Wednesday, August 08, 2018

Back to Backs

Never heard of back to backs? Neither had we till I started looking for a National Trust Cottage in Birmingham. The National Trust is a non-profit charity that preserves historical properties and has converted some of them into holiday cottages, using the income from the rentals to help support the Trust.

Built in 1802, the back to back houses were constructed to house the families of the growing factory-worker force in Birmingham, a center of the Industrial Revolution and manufacturing for England. Row houses, 3 stories high, with one room on each floor, were built 2-deep. Each floor had a window on one side and the back wall was solid, with another room behind it, facing the other direction.
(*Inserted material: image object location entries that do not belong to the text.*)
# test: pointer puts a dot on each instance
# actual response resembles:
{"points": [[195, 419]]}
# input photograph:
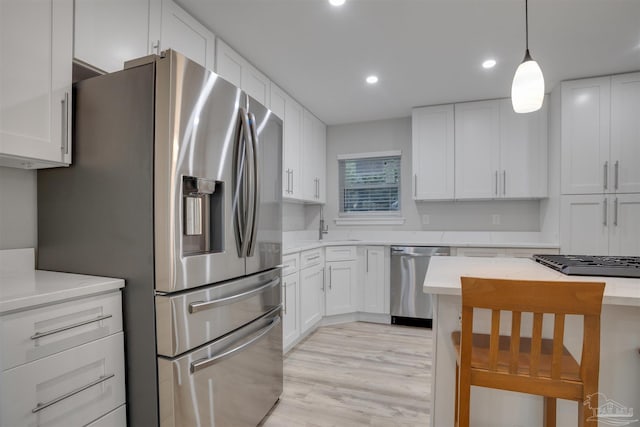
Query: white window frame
{"points": [[370, 218]]}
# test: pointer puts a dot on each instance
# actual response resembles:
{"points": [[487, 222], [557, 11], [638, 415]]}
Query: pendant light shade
{"points": [[527, 89]]}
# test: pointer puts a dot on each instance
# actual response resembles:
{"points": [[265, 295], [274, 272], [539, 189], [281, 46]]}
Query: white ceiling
{"points": [[424, 51]]}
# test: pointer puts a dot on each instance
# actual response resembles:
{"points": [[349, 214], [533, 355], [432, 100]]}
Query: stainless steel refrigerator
{"points": [[176, 187]]}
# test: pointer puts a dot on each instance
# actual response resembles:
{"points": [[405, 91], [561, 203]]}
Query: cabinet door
{"points": [[228, 63], [109, 32], [290, 315], [292, 150], [523, 152], [625, 132], [341, 289], [181, 32], [585, 167], [311, 297], [584, 225], [625, 225], [374, 295], [477, 150], [35, 81], [255, 84], [320, 163], [432, 142]]}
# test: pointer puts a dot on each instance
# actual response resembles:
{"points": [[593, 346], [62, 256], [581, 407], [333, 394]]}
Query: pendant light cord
{"points": [[526, 23]]}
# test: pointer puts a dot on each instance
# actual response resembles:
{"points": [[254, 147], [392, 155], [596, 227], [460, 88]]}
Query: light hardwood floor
{"points": [[357, 374]]}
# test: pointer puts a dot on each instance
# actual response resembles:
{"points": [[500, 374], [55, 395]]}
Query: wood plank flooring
{"points": [[357, 374]]}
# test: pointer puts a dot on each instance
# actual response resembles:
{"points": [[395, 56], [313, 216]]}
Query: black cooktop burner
{"points": [[586, 265]]}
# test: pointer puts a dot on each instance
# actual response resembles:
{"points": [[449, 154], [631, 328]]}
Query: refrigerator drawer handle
{"points": [[205, 363], [66, 328], [196, 306], [40, 406]]}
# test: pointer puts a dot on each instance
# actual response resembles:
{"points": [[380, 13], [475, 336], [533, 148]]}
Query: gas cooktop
{"points": [[586, 265]]}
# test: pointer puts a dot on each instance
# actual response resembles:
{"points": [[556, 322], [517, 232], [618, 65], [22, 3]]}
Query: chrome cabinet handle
{"points": [[367, 258], [504, 182], [205, 363], [66, 328], [40, 406], [196, 306]]}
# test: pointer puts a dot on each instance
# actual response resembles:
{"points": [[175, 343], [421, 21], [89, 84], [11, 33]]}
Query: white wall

When constructed, there was no electricity or running water, of course. The houses were built around courtyards which served as recreational and social space, laundry room, the location of the outhouses, and source for water.

This courtyard was used by 60 people. The block of buildings housed 3000 folks. The single water tap provided water to wash clothes and for household use. The apartment we toured at one time housed a husband and wife and 9 children. Plus, they rented out one bed to 2 lodgers!

Four of the children slept on these beds, some with their heads at the top, some with heads at the bottom.

A curtain separated the children's bed from the lodgers' bed, seen here.

Today, three apartments are rented out by the Trust. Ours was decorated in 1930's style. The others represent the 1870s and 1840s. We didn't see them. Here are a couple of photos of our place, with the kitchen on the ground floor, the bedroom and bathroom on the 2nd floor and sitting/living room on the top floor, all facing the Inge Street.

The steps between floors were brutal—steep, curving and narrow.

Living in the Back to Back house/apartment while we were in Birmingham presented some other challenges, in addition to the steps. We only had a small refrigerator, similar to what you would see in an office to keep a couple of sandwiches and some cans of pop. Ours was in the cabinet on a shelf under the sink. It didn't have good temperature control and one night the lettuce and a bottle of 7-Up froze.

After that we went shopping daily, sometimes twice a day, to buy sandwiches, prepared microwave entrees (we didn't have an oven) and salad fixings. Luckily, the Tesco Express, a take-away store, was at the other end of the block, at the bottom of the road as described in our information packet. Here is our source of food if we didn't want to eat our 2 meals every day.

Photos will be added to this blog later, when we have strong enough WiFi.